Brasil e China firmaram um acordo estratégico que promete impulsionar o desenvolvimento de medicamentos inovadores e fortalecer a produção nacional de insulina. A parceria une instituições de pesquisa e empresas farmacêuticas dos dois países para criar soluções voltadas ao tratamento de doenças crônicas, como câncer e diabetes, ampliando a capacidade tecnológica e produtiva do Brasil no setor da saúde.
Desenvolvimento de medicamentos inovadores
O Brasil e a China firmaram um acordo estratégico voltado ao desenvolvimento de medicamentos inovadores e à ampliação da produção nacional de insulina, com foco em doenças crônicas como câncer e diabetes.
A iniciativa busca fortalecer a cooperação científica, promover a transferência de tecnologia e reduzir a dependência de importações no setor de saúde.
Entre os principais projetos está a pesquisa de análogos do hormônio GLP-1, utilizados no tratamento de diabetes tipo 2 e obesidade.
Esses medicamentos, desenvolvidos em parceria entre a Fiocruz, a Biomm e a Gan & Lee Pharmaceuticals, imitam a ação natural do hormônio que regula o apetite e os níveis de glicose no sangue.
Além de novas terapias, o acordo prevê estudos clínicos realizados no Brasil, o que deve acelerar a aprovação e o acesso a tratamentos modernos pelo Sistema Único de Saúde (SUS).
Outro eixo central do acordo é a produção nacional de insulina glargina, de ação prolongada, essencial para o tratamento do diabetes.

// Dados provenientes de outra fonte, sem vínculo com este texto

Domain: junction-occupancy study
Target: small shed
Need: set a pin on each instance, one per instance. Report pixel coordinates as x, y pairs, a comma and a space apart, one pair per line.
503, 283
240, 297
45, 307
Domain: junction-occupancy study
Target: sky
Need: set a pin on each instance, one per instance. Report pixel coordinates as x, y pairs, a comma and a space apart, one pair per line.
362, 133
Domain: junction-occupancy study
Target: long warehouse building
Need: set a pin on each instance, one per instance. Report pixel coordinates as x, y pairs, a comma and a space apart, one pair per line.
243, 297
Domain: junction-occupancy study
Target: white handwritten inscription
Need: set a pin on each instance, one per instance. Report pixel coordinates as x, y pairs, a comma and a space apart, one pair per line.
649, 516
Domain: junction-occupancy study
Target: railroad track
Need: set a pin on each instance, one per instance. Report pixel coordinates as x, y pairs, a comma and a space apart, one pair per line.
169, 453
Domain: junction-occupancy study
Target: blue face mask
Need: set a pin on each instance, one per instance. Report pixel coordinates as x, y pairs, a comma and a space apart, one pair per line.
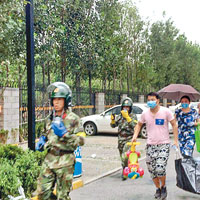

Inicialmente, o envase e a rotulagem serão feitos com insumo farmacêutico ativo (IFA) importado da China.
Na etapa seguinte, o IFA passará a ser produzido no Centro Tecnológico em Insumos Estratégicos (CTIE), da Fiocruz, em Eusébio (CE), consolidando a autossuficiência tecnológica.
A parceria entre Bio-Manguinhos, Biomm e Gan & Lee prevê a fabricação inicial de 20 milhões de frascos, garantindo o abastecimento do SUS e reduzindo custos logísticos.
O projeto reforça a busca do Brasil por independência produtiva em insumos estratégicos e simboliza um avanço na cooperação científica com a China, fortalecendo o compromisso de ambos os países com o acesso a medicamentos modernos e acessíveis.